Both SQL and DataStage support various types of joins to combine data from different tables or datasets. Here's a comparison:
SQL Join Types
Inner Join: Returns only the rows where there is a match in both tables.
Left (Outer) Join: Returns all rows from the left table and the matched rows from the right table. Unmatched rows from the left table will have NULLs for columns from the right table.
Right (Outer) Join: Returns all rows from the right table and the matched rows from the left table. Unmatched rows from the right table will have NULLs for columns from the left table.

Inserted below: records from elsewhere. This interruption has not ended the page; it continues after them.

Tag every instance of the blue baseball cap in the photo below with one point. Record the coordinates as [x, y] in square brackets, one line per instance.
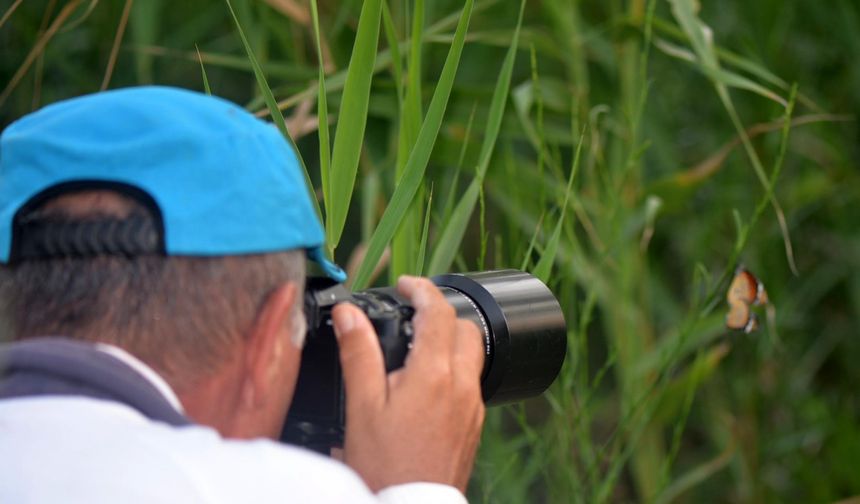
[223, 182]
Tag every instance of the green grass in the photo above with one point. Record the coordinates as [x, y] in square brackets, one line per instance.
[630, 152]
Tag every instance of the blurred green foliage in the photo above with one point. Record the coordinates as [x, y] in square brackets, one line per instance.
[657, 402]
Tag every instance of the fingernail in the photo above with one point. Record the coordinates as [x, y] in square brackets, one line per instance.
[344, 321]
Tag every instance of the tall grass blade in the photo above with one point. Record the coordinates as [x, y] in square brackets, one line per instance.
[404, 247]
[322, 115]
[272, 104]
[352, 119]
[544, 266]
[38, 48]
[701, 39]
[425, 232]
[418, 158]
[203, 72]
[452, 235]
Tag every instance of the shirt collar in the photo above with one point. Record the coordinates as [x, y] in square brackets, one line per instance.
[144, 370]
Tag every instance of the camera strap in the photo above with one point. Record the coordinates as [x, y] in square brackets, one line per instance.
[63, 367]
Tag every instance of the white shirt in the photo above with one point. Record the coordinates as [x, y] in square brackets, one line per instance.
[77, 449]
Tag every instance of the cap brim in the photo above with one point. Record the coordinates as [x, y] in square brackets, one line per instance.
[331, 269]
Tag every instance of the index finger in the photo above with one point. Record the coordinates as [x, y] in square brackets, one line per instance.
[434, 321]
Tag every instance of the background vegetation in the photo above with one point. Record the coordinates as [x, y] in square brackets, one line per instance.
[631, 153]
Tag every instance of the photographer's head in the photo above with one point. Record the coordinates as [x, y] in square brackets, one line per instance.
[170, 224]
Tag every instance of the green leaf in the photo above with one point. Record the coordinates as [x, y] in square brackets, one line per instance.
[452, 235]
[544, 266]
[418, 158]
[352, 119]
[272, 104]
[419, 264]
[404, 251]
[203, 72]
[322, 115]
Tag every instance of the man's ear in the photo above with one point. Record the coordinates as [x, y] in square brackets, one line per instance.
[269, 348]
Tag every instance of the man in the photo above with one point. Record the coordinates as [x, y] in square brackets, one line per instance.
[152, 243]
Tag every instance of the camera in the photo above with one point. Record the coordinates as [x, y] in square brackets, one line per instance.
[524, 332]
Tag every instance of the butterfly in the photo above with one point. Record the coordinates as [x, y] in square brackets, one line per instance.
[745, 291]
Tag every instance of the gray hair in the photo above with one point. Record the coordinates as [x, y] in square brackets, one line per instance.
[180, 315]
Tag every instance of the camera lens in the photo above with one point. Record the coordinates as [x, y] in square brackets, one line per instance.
[525, 335]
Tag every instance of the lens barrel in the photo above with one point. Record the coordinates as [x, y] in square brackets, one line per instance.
[525, 335]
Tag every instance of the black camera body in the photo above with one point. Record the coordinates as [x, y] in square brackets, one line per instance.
[524, 332]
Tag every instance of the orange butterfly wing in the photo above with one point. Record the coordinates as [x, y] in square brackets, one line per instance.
[745, 290]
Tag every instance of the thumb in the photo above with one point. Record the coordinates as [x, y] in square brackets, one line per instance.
[360, 358]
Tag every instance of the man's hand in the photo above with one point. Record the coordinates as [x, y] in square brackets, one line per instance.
[423, 421]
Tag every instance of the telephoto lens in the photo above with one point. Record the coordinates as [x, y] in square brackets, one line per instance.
[523, 328]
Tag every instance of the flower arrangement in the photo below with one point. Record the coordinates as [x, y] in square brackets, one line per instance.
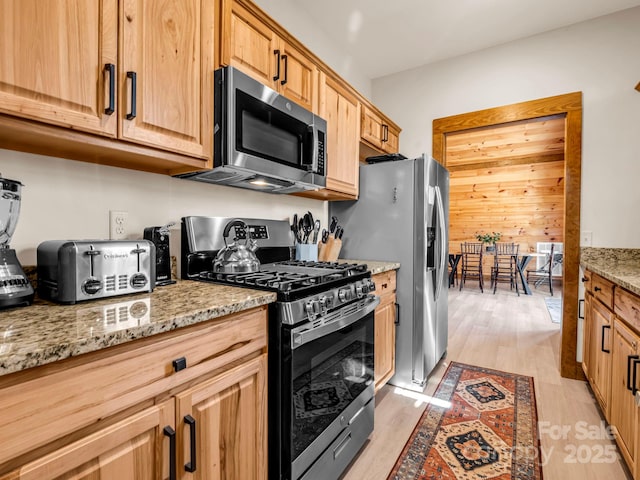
[488, 238]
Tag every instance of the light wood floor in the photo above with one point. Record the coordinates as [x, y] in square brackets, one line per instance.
[515, 334]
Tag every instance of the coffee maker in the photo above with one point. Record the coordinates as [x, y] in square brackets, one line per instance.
[15, 289]
[160, 238]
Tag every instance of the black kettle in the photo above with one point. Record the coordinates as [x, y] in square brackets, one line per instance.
[237, 258]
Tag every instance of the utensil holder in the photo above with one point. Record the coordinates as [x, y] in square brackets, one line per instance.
[307, 252]
[330, 251]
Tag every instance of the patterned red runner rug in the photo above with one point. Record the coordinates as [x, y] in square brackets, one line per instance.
[481, 425]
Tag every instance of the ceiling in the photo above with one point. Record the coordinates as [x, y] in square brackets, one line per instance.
[384, 37]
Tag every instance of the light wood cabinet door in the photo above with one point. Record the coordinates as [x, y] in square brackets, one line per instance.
[601, 348]
[136, 448]
[52, 62]
[166, 74]
[623, 411]
[341, 110]
[227, 415]
[299, 77]
[248, 44]
[385, 340]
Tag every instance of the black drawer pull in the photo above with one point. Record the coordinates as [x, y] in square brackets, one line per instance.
[134, 86]
[191, 465]
[277, 54]
[179, 364]
[630, 358]
[285, 59]
[171, 433]
[110, 68]
[602, 342]
[634, 390]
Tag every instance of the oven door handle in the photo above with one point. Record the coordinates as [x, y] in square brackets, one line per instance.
[302, 335]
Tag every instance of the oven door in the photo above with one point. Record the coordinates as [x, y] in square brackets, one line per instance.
[328, 382]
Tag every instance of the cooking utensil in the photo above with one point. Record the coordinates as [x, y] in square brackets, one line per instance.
[333, 224]
[237, 258]
[316, 230]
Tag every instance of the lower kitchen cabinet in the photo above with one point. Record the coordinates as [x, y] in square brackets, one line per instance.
[222, 425]
[384, 364]
[624, 411]
[191, 399]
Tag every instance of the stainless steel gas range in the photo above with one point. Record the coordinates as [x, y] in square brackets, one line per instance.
[321, 335]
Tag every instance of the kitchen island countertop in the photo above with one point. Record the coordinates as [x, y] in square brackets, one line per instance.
[619, 265]
[374, 265]
[46, 332]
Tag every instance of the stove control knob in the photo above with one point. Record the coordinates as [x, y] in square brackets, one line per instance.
[344, 294]
[91, 286]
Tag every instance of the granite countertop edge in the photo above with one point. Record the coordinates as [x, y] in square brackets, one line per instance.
[621, 266]
[47, 332]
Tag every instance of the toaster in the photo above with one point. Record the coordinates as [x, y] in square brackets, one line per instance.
[71, 271]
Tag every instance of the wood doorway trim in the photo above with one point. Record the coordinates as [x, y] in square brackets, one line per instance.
[569, 105]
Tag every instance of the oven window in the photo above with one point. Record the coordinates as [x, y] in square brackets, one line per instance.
[266, 132]
[327, 375]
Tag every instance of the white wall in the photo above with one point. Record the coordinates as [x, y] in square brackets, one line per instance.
[598, 57]
[64, 199]
[300, 24]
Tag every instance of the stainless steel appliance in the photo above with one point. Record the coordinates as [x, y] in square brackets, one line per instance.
[72, 271]
[262, 140]
[321, 389]
[160, 238]
[15, 288]
[403, 215]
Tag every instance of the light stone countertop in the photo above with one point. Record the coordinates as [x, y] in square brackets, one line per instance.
[46, 332]
[619, 265]
[375, 266]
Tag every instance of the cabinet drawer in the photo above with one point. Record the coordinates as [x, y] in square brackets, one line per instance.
[627, 307]
[40, 405]
[385, 282]
[602, 290]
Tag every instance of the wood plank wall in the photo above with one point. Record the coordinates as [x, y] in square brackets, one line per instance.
[507, 179]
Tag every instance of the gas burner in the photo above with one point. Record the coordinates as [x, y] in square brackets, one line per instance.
[292, 278]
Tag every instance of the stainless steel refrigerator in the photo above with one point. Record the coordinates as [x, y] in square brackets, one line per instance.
[402, 215]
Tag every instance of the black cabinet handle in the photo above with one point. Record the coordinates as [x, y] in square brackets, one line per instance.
[634, 390]
[630, 358]
[134, 81]
[110, 68]
[171, 433]
[179, 364]
[277, 54]
[602, 342]
[191, 465]
[285, 59]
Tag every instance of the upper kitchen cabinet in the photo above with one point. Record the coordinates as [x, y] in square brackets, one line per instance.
[340, 107]
[127, 83]
[378, 132]
[59, 62]
[250, 42]
[166, 74]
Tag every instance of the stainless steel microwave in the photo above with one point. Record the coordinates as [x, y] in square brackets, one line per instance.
[262, 140]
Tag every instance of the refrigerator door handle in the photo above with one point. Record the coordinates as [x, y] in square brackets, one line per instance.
[443, 237]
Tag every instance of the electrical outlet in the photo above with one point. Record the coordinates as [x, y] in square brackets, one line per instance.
[117, 225]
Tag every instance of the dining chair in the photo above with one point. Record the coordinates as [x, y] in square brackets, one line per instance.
[545, 273]
[505, 266]
[471, 263]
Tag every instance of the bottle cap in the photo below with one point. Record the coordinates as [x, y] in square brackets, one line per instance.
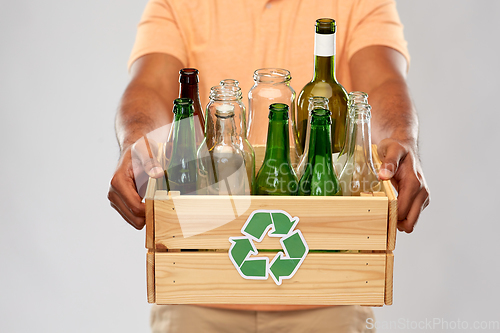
[188, 76]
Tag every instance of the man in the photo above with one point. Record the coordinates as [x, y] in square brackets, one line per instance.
[230, 39]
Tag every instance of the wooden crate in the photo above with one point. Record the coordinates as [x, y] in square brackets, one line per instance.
[363, 228]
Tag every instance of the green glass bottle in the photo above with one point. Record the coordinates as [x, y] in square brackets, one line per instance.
[324, 84]
[181, 168]
[276, 176]
[319, 176]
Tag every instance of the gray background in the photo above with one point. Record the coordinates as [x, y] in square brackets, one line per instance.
[69, 263]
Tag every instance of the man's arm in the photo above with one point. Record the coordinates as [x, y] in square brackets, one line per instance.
[145, 106]
[381, 72]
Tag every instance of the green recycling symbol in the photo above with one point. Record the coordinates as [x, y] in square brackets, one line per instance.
[284, 265]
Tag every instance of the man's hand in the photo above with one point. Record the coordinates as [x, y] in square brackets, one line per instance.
[136, 164]
[145, 106]
[400, 163]
[381, 72]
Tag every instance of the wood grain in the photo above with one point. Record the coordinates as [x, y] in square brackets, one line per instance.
[393, 204]
[323, 279]
[150, 276]
[149, 202]
[389, 272]
[327, 223]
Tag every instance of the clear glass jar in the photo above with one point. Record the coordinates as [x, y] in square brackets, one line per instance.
[358, 174]
[225, 96]
[355, 98]
[271, 85]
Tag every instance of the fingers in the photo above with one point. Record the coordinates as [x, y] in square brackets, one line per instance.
[400, 164]
[147, 153]
[391, 153]
[123, 195]
[421, 201]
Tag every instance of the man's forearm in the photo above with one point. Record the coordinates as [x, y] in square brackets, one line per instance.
[141, 111]
[147, 102]
[393, 113]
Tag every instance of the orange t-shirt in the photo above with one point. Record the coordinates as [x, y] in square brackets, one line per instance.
[230, 39]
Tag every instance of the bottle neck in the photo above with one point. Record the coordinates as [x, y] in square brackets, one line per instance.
[324, 57]
[320, 144]
[190, 91]
[278, 146]
[360, 138]
[183, 137]
[224, 130]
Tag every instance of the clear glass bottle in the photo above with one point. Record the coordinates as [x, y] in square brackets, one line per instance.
[181, 171]
[224, 95]
[276, 176]
[229, 172]
[358, 174]
[324, 83]
[271, 85]
[319, 177]
[355, 97]
[315, 102]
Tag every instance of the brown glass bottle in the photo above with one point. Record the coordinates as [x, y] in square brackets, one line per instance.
[188, 80]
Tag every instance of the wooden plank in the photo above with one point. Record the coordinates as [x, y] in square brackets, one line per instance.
[393, 204]
[150, 276]
[389, 278]
[323, 279]
[149, 202]
[327, 223]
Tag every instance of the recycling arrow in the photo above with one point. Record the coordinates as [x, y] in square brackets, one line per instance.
[276, 223]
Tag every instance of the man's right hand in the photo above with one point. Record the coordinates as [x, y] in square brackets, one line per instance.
[145, 106]
[137, 163]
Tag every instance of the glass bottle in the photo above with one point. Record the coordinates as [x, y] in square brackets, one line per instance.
[271, 85]
[315, 102]
[355, 97]
[181, 169]
[229, 173]
[188, 88]
[224, 95]
[276, 176]
[319, 177]
[358, 174]
[324, 84]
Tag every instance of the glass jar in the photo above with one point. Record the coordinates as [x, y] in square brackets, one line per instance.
[271, 85]
[224, 96]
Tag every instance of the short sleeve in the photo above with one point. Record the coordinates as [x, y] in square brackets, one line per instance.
[158, 32]
[376, 22]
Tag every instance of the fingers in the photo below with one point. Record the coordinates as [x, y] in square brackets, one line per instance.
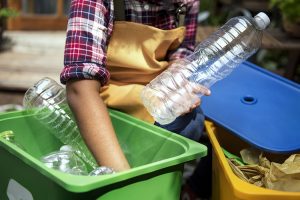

Full (Outer) Join: Returns rows when there is a match in one of the tables. This means it returns all rows from both the left and right tables, with NULLs in places where there is no match.
Cross Join: Returns the Cartesian product of the two tables, meaning every row from the first table is paired with every row from the second table.
Self Join: Joins a table with itself to compare rows within the same table.
DataStage Join Types
Inner Join: Similar to SQL, returns rows where there is a match in both datasets.
Left (Outer) Join: Returns all rows from the left dataset and the matched rows from the right dataset. Unmatched rows from the left dataset will have NULLs for columns from the right dataset.
Right (Outer) Join: Returns all rows from the right dataset and the matched rows from the left dataset. Unmatched rows from the right dataset will have NULLs for columns from the left dataset.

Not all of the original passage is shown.